The main improvement will be the offset, especially in the schematic I posted that uses 470k resistors will drop a fair voltage due to the relatively high bias currents of the old 741. The values could be reduced to 10k so an old op-amp will give respectable performance.

The offset current is what matters in this case because of the deliberately balanced source resistance.  The errors from the 741's high bias current cancel and the offset current only contributes an error of about 5 millivolts typical into 235k which is not so bad compared to 2 millivolts of typical voltage offset error.  The error from the common mode rejection is almost as great and in practice the resistor matching will create the largest error term.

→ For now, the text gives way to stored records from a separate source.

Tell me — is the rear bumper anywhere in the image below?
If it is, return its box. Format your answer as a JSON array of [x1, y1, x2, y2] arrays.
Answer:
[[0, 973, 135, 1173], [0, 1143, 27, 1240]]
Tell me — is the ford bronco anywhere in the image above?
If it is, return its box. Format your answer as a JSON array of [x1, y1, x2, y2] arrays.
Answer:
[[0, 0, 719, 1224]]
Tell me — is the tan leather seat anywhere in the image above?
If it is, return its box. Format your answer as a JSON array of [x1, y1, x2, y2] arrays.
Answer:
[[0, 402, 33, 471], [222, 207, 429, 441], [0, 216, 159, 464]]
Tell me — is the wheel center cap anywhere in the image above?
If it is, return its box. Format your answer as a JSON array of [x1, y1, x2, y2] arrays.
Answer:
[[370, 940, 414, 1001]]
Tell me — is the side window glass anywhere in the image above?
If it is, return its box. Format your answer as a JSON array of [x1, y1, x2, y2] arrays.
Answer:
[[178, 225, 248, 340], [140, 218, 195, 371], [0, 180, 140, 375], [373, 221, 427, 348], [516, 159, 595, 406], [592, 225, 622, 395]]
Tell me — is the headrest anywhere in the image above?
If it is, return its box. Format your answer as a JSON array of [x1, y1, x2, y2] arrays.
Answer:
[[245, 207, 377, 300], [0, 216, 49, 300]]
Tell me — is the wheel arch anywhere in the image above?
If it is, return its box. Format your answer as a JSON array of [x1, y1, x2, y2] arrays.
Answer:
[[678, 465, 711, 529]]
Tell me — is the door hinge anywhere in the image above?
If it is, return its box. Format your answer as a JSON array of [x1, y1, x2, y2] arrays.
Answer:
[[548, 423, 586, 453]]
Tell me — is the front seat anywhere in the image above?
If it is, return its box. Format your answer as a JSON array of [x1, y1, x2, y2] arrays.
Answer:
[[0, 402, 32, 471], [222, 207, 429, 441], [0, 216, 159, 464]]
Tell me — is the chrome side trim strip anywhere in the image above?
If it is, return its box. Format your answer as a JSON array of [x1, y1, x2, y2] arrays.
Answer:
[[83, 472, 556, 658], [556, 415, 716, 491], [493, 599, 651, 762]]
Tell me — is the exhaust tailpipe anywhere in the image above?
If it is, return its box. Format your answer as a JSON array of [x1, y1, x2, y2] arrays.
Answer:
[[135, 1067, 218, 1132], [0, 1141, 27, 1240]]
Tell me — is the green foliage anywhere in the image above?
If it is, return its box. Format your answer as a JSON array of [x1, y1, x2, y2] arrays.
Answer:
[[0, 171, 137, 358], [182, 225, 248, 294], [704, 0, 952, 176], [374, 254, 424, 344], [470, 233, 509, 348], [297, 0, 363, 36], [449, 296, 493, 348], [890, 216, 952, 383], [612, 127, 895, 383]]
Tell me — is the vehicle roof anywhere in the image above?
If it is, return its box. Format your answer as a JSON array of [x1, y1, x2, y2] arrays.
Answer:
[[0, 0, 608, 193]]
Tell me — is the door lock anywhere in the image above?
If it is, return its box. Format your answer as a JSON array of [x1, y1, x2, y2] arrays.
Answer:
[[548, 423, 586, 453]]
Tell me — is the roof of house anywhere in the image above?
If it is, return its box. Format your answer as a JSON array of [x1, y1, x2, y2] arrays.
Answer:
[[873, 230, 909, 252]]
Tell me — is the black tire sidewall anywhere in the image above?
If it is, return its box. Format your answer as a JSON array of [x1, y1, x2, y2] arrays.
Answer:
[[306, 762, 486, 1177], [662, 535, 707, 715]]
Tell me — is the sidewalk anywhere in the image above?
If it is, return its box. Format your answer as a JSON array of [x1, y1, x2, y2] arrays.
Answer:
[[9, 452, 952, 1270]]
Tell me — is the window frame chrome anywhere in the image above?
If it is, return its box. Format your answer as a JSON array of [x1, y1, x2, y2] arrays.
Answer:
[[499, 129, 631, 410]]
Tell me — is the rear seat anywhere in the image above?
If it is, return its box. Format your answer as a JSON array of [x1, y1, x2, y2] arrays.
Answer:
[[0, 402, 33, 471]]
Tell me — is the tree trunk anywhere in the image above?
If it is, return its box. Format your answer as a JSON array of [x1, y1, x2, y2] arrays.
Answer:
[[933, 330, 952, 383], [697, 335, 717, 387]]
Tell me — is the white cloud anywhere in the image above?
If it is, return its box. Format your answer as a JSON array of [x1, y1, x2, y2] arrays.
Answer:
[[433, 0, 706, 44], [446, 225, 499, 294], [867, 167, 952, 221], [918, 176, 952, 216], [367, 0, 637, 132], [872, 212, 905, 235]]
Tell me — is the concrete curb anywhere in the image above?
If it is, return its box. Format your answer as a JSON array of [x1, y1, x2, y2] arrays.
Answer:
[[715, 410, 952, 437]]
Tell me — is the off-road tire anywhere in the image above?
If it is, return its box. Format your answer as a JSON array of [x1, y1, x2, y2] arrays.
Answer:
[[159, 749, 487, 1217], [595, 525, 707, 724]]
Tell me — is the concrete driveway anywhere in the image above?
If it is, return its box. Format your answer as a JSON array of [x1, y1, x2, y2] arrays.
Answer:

I agree that the 741 is the wrong operational amplifier for such high source resistances but for a different reason;  Tektronix used the 741 in such high impedance circuits with balanced inputs to minimize voltage offset error from the bias currents but at very low bandwidths.  The problem is that the current noise from a 741 is pretty high making it noisy with high source impedances.  The typical choice in the past would be the 308 but nobody makes them anymore.

I wonder what the least expensive modern alternative to the 308 would be.  The OP07 is not really a low input bias current operational amplifier but it is close and inexpensive.  The LT1012, LT1097, and OP97 certainly count but cost twice as much as the multiple sourced OP07.  I used to use the LM11 for this sort of circuit if I needed something better than a 308 but they are also discontinued.  JFET operational amplifiers lack precision.

That is a clever circuit.  Did you come up with that yourself or find it somewhere?
I designed it myself, when I noticed many people were using separate voltage references and trimmer resistors to get 0V from the LM317. I realised there's a more effective way to zero the output.

So, if I understand it correctly, it should look like this?
It will still be unstable, I'm afraid. As long as you have another gain stage inside the op-amp's feedback loop (T1 in this case) it will be prone to oscillation.